Chevron responded by slashing its 2020 upstream budget from $17 billion to $11 billion annual rate, all in one quarter.

“We pulled it all back, because frankly, it just didn't make sense to continue to invest to develop new capacity when the world was so heavily oversupplied," Johnson tells Upstream.

"Our strategy shifted to one of maintaining existing production and getting the highest returns that we could, but at the same time preserving longer-term value.

"Because of the short-cycle nature of our investments, we can watch what is happening in the markets, and then build that activity level back up when it makes sense.”

Short cycle projects are focused on returning the operator’s investment more quickly.

These types of projects are on the other end of the investment spectrum, the opposite of the large high-risk, high-reward, long-cycle projects — or “mega” projects — that were common before the downturn of oil prices in 2014.

With short-cycle projects, there’s a flexibility that enables the quick response needed for unexpected market conditions, making it possible to defer projects that have yet to begin and focus funds on finishing projects already under construction.

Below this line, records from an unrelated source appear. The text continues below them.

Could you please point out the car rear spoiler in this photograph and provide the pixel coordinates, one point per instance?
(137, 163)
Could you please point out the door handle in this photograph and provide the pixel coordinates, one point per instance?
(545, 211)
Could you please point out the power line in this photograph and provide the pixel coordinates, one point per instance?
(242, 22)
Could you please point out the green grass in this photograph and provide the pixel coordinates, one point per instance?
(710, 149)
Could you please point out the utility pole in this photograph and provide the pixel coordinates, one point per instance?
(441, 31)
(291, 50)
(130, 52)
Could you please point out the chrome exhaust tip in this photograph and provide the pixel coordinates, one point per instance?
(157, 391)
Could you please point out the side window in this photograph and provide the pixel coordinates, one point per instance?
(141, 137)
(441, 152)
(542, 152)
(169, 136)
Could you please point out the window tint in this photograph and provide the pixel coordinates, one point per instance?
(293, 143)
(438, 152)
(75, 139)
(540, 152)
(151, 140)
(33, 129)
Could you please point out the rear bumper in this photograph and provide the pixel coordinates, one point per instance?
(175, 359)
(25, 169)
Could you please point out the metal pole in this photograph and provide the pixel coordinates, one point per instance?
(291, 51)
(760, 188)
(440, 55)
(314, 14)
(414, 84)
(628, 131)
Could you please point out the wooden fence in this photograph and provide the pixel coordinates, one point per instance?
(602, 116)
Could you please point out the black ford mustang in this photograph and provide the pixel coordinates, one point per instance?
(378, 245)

“Our execution performance in short-cycle projects continues to be a strength where these types of investments have consistently met or exceeded expectations on cost, schedule, and most importantly full-cycle returns,” he says.

For 2021, the company has allocated about 60% of its capital spending on short-cycle investments, rising to 75% by 2025.

“When we talk about 60% of our capital going into short-cycle investments, those are predominantly in the shale and tight-oil category. That proportion of our resource base has increased every year,” he says.

Tuning investment

“It’s been a real advantage for us because rather than having to make big bets on future prices and future conditions, launching multibillion-dollar, long-term, long-dated projects — and hope you're right — we can actually tune our investment to the visions that we see evolving around us in a much closer time frame.”

Shorter-cycle projects have the advantage of being relatively simple and straightforward, Johnson says.

“They're within the capacity of the organisation to execute cleanly... we know [that] what we’re putting out there is needed and will operate reliably.

"We're now taking what we’ve learned and applying it to the longer-cycle projects," he adds.

Rather than very large, complex facilities designed to "try and get that last incremental bit of value out of the project," Chevron is opting for smaller-scope and simpler project execution to achieve its objectives.

“[This approach] focuses more on the capital efficiency and return than just simply maximising [net present value],” he says. “So, you see us building smaller facilities, like the one we selected for Anchor.”

According to Chevron, the Anchor field in the US Gulf of Mexico marks the industry’s first sanctioned deep-water development with technology capable of handling pressures of 20,000 pounds per square inch.

Anchor standards

The first stage of the project — located in the Green Canyon area 225 kilometres offshore Louisiana, in water depths of about 1500 metres — consists of a seven-well subsea development and a semi-submersible floating production unit.

“At our Anchor project, we went with a modest-sized, standardised facility that we can easily replicate. Initially, we will drill only a couple of wells in advance of putting the facility out there and starting up,” he says.

The planned facility has a design capacity of 75,000 barrels per day of crude and 28 million cubic feet per day of natural gas. First oil is anticipated in 2024.

“As we get production history from those first couple of wells, we’ll be able to history-match and fine-tune our reservoir models, [with] which we can continue a ‘drill-to-fill’ strategy to keep the facility full over a longer-period of time,” he says.

“We also will have better placement of wells into the reservoir due to the real-time data we’ll be getting from that production.”